In C++11 and above, C99/C11 features should be available even when using C++. For example, FLT_HAS_SUBNORM should be provided by <float.h>:
$ cat <<EOF | clang++ -xc++ -std=c++11 -
#include <float.h>
#ifndef FLT_HAS_SUBNORM
error “FLT_HAS_SUBNORM is missing”
#endif
EOF
This should also work when including <cfloat>
. However, this currently:
- fails in -std=c++11 or above
- succeeds in -std=gnu++11 or above
- succeeds in -std=c11 or above
- succeeds in -std=gnu11 or above
If I understand correctly, the problem is that we currently have the following in clang/lib/Headers/float.h:
#include_next <float.h> // pick up whatever the system provides
…
#undef FLT_HAS_SUBNORM // undefine what the system provides
…
// redefine our own version of the macro
#if STDC_VERSION >= 201112L || !defined(STRICT_ANSI)
…
define FLT_HAS_SUBNORM FLT_HAS_DENORM
…
#endif
The #if block checks whether we’re compiling in C11 or above, or whether we’re compiling in a non-strict dialect (basically some any gnuXXX dialect).
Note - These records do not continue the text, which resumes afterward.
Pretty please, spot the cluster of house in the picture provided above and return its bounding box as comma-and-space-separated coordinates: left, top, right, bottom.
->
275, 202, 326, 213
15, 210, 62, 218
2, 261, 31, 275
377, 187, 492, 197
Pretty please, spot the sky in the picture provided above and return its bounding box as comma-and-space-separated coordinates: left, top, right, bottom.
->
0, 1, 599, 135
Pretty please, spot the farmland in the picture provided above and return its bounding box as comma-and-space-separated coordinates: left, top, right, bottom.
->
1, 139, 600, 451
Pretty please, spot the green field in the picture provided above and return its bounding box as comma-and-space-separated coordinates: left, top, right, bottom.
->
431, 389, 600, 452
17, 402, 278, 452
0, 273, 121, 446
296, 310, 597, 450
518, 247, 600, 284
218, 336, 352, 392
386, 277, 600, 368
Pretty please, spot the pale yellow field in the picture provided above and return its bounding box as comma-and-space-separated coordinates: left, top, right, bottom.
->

However, it doesn’t check for strictly conforming C++, and as a result we don’t get the definitions. I’d like to know what’s the right strategy for providing these definitions in C++, and whether there’s an established way of doing this already. Naively, changing the #if to
#if STDC_VERSION >= 201112L || !defined(STRICT_ANSI) || (defined(__cplusplus) && __cplusplus >= 201103L)
…
define FLT_HAS_SUBNORM FLT_HAS_DENORM
…
#endif
seems to do the job. But I’m not very familiar with how Clang’s headers are imbricked into libc++ and how they interact with per-platform headers, so I’m asking here.